E houve algo de resistência interior que se quebrou, a luz emanada por aquela poesia pôs a nu o que me liga, reconciliando-me com aquilo que não posso ignorar, o mundo destroçado. Aquela poesia fez ecoar dentro de mim a Cantata da Paz do Fanhais e da Sophia, contemplo, “vejo, oiço e leio, não posso ignorar”. A poesia acendeu dentro de mim a minha “condição humana”, o ímpeto para “um novo começo”, como diria Hannah Arendt.
A próxima revolução devia ser poética! Bem podíamos lançar poesia aos molhos, gotejá-la pelas esquinas da indiferença, soletrá-la como quem atira grãos aos pombos, pintar o nosso rosto com ela e sair à rua, anunciando que a poesia governa doravante o mundo.

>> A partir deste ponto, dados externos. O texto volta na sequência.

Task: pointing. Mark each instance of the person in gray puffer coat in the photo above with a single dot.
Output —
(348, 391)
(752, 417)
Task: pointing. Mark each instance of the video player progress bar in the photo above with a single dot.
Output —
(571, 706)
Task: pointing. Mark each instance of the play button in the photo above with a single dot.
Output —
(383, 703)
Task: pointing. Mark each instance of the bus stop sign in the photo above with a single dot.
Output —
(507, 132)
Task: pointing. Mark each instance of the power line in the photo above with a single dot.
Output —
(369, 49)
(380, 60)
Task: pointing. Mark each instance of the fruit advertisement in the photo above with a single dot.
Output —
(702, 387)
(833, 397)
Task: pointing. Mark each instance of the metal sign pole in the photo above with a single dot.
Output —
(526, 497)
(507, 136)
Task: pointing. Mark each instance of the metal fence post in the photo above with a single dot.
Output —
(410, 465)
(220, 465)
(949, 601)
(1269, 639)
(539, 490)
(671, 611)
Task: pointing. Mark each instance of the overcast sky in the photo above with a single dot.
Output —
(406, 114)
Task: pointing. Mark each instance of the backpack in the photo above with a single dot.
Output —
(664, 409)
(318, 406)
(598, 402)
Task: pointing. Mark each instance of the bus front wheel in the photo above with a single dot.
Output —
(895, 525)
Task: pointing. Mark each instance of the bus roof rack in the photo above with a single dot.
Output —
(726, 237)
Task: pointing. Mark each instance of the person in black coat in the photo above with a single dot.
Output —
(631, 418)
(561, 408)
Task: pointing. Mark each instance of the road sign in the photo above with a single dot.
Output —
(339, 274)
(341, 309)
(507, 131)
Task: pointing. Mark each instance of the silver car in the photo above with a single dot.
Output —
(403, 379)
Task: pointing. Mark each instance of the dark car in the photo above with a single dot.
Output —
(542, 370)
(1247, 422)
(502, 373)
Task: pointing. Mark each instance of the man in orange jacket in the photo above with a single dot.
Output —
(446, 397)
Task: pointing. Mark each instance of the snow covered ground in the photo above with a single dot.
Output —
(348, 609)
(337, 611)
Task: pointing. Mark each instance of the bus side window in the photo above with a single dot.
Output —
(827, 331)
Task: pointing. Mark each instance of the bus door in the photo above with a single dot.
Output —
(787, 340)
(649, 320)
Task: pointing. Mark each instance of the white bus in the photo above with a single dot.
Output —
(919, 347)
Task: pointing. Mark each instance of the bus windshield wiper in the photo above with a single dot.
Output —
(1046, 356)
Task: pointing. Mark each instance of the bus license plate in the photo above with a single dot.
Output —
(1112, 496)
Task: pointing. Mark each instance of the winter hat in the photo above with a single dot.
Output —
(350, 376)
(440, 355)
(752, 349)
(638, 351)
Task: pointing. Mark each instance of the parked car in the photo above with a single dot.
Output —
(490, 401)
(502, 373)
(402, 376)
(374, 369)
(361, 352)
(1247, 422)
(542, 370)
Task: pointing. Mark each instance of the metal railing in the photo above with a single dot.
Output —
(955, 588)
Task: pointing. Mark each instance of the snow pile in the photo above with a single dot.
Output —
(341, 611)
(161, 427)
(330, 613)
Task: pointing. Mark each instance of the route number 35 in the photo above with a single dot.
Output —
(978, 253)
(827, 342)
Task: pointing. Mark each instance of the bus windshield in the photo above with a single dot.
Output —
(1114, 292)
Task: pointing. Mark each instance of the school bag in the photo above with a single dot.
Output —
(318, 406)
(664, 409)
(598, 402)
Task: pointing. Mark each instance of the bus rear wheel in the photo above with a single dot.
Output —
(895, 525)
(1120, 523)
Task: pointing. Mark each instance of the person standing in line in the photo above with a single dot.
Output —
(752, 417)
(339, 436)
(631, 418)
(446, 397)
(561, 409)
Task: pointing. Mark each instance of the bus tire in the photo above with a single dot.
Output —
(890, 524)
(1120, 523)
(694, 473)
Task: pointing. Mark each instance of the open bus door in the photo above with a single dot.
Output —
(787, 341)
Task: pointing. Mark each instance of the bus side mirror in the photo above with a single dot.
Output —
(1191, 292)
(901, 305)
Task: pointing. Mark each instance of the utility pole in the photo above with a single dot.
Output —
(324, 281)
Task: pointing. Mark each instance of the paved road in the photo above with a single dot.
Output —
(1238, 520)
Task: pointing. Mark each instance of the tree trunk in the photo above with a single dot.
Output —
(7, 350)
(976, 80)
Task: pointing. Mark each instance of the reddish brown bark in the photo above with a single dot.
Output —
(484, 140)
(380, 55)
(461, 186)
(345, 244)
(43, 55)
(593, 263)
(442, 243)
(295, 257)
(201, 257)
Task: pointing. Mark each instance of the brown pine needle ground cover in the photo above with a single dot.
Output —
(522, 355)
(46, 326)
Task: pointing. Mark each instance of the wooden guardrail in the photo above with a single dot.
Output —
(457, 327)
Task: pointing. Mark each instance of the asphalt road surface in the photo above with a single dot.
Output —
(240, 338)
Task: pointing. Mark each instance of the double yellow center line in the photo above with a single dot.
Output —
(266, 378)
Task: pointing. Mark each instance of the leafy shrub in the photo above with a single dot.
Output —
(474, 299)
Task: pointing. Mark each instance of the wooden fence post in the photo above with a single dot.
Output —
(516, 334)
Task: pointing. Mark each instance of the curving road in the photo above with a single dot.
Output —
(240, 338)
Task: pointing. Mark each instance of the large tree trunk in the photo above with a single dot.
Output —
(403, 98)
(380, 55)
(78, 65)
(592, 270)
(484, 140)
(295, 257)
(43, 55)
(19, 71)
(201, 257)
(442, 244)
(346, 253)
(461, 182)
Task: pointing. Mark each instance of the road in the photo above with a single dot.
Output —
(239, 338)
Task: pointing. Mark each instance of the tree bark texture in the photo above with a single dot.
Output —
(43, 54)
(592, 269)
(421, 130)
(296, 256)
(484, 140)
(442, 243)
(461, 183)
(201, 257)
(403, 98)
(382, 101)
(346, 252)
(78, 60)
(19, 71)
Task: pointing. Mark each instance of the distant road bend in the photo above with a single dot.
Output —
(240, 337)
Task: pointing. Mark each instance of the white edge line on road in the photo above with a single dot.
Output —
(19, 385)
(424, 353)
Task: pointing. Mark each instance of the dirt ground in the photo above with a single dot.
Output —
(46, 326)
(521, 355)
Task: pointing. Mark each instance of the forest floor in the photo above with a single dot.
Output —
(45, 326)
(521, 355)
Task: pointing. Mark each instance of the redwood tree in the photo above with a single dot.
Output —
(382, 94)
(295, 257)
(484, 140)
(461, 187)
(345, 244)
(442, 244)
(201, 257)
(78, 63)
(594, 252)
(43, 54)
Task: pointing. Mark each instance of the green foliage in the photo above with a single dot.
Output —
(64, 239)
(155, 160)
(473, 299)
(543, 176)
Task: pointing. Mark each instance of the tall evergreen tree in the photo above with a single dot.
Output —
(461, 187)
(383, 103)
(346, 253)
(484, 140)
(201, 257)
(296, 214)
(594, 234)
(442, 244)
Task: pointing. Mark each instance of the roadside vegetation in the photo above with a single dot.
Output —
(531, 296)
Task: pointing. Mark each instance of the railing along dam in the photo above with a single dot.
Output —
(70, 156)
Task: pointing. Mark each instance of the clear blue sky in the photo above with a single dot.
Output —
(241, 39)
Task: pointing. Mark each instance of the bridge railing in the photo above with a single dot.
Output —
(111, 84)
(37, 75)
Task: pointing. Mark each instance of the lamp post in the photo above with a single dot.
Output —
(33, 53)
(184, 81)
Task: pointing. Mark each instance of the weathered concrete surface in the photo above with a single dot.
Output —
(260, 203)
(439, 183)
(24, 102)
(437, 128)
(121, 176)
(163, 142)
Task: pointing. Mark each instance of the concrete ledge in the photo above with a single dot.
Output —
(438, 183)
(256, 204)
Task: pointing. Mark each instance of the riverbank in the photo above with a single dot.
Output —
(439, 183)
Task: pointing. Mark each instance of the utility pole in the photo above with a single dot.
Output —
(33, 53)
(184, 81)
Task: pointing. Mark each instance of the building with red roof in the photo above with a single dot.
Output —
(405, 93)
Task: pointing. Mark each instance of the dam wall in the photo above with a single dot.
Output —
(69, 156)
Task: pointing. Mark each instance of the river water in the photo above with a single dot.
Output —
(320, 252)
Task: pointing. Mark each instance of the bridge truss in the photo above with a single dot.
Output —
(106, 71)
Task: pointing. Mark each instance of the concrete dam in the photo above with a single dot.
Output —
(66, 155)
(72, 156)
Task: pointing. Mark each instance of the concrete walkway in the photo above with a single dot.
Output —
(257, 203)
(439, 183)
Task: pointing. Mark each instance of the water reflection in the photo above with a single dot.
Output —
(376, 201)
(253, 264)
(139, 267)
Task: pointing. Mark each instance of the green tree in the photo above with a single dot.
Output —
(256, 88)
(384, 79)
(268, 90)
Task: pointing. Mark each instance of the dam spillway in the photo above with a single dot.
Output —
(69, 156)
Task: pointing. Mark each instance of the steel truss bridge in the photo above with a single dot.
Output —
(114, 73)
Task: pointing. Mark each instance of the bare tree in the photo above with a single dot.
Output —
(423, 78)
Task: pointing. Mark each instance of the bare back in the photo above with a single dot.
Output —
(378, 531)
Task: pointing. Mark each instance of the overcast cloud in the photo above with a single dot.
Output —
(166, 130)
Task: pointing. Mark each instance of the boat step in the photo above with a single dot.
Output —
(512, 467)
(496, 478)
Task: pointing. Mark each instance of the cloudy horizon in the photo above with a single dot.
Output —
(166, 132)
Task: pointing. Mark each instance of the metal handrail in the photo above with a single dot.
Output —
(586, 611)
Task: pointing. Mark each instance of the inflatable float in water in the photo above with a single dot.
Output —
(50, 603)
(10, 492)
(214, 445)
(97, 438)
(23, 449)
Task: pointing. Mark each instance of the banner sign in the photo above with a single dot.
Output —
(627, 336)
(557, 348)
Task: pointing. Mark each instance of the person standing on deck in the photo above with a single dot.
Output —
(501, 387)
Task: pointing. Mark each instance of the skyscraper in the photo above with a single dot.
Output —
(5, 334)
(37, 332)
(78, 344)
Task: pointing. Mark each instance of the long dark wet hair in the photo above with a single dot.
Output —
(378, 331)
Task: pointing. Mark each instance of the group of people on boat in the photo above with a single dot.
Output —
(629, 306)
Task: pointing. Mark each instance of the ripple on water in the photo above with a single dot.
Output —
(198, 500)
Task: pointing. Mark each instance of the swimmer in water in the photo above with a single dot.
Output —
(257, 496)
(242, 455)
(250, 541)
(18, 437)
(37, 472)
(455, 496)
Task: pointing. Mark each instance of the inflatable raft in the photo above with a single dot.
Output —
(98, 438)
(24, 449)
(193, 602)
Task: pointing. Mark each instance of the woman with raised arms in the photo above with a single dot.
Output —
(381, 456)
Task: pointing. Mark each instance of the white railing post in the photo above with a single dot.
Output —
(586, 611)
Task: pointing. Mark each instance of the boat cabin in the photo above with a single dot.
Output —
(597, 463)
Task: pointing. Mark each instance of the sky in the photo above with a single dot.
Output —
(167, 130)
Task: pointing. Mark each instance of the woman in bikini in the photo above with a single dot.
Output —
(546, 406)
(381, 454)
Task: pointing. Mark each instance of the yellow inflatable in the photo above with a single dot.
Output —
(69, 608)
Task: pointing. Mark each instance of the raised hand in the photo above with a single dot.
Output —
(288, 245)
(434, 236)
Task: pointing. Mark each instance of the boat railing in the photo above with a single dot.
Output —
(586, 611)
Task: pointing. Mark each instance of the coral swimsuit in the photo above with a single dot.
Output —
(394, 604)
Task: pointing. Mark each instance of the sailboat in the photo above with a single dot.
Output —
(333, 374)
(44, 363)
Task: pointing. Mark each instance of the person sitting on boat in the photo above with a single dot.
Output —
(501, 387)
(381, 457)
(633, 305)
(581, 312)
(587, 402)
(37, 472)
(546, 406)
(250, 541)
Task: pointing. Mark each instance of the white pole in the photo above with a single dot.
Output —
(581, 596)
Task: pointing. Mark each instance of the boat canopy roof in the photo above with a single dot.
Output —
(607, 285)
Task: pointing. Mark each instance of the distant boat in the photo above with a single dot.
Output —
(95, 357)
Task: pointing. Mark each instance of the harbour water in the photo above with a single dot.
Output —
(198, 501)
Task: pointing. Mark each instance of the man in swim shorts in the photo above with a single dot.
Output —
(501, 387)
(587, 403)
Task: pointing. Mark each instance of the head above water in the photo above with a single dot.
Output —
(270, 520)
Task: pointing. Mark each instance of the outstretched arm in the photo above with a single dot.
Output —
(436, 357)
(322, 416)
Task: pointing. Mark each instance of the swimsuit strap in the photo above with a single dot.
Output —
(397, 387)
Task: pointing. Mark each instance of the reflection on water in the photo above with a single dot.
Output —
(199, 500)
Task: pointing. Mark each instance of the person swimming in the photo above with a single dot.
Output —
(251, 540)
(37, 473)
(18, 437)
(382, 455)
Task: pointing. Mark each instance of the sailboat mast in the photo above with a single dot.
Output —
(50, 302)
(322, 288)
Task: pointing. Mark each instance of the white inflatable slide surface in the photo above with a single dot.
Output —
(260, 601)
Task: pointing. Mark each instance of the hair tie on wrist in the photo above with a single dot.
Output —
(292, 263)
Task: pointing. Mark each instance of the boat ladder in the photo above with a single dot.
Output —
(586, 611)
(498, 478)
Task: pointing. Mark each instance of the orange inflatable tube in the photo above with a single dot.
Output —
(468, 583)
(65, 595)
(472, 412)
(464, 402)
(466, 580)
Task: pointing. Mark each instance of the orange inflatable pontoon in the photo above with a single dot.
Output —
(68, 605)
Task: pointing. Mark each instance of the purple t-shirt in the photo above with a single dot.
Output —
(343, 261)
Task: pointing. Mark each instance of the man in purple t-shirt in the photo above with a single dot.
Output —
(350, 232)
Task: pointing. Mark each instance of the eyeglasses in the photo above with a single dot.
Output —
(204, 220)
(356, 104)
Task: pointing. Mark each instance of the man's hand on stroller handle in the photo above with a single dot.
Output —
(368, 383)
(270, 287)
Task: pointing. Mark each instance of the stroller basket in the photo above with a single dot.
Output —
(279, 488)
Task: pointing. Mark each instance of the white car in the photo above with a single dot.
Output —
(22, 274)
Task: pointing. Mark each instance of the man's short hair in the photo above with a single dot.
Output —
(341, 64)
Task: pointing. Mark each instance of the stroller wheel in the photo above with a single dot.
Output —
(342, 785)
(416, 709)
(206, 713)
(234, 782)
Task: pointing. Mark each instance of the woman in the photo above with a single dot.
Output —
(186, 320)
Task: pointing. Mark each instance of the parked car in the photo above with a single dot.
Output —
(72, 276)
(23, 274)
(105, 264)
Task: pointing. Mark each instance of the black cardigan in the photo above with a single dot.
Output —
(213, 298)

A poesia é a voz da terra, é a voz dos velhos que não têm idade, é a voz que não se ouve senão com o coração, é a vida que escolheu mostrar - se escrita, desenhada, dançada… que se contempla mas não se consegue agarrar. Está em tudo, pressente-se, mas não é óbvia. Não aparece nua, mas despe-nos, para vermos a essência da realidade. É a subtileza habitada.
É um encontro com o meu mundo trazido pelo olhar contemplativo do outro, que desde o seu mundo me toca a adentrar-me no mundo gerado pela nossa “fusão de horizontes” (Paul Ricoeur).
A poesia entrou na minha vida pela mão de muitos, a quem sou profundamente grata.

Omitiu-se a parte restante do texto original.